Fecha:Viernes, 7 de Noviembre, 2008  12:03:54 (-0300)
Autor:Noticias del CeHu <ncehu @..................ar>

NCeHu 467/08
 

Fuente: Causa Operária ( Brasil ).
 
Barack Obama é o 44º presidente norte-americano
Vitória da democracia ou crise do regime político norte-americano?

O resultado das eleições norte-americanas revela a profunda derrota imposta ao imperialismo pela luta das massas mundialmente que esmagou o governo Bush. O colapso conjunto dos dois partidos do imperialismo permitiu a ascensão de Obama

6 de novembro de 2008

Tendo reunido 63.084.590 votos, Obama ultrapassou seu adversário, o senador Republicano pelo estado do Arizona, John McCain, que ficou com 55.847.367 votos.

Trata-se de uma vitória esmagadora, apesar das tentativas do Partido Republicano para manter uma pequena margem.

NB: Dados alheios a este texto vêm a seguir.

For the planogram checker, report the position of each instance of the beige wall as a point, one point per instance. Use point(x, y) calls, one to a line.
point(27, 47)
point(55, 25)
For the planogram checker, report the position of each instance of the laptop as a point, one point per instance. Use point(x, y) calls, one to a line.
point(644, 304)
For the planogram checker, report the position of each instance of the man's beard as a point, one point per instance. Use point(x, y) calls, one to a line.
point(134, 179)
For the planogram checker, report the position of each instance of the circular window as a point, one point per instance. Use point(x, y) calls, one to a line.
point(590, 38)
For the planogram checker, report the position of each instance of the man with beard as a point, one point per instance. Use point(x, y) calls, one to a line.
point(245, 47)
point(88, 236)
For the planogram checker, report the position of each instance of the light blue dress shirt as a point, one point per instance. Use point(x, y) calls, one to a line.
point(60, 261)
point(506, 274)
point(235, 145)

O Partido Republicano sai das eleições liquidado por todo um período e com um enorme fracasso de toda a sua ofensiva política internacional.

A votação apresenta, em contraste com as eleições de 2004, não apenas um crescimento dos democratas, mas acima de tudo um recuo significativo na base de apoio do Partido Republicano.

Em 2004, George W. Bush se elegeu com 62.040.610 votos, enquanto seu adversário Democrata, John Kerry, ficou com 59.028.444. Ou seja, ao passo que os Democratas conseguiram aumentar sua votação em mais de quatro milhões de votos, os Republicanos encolheram mais de seis milhões.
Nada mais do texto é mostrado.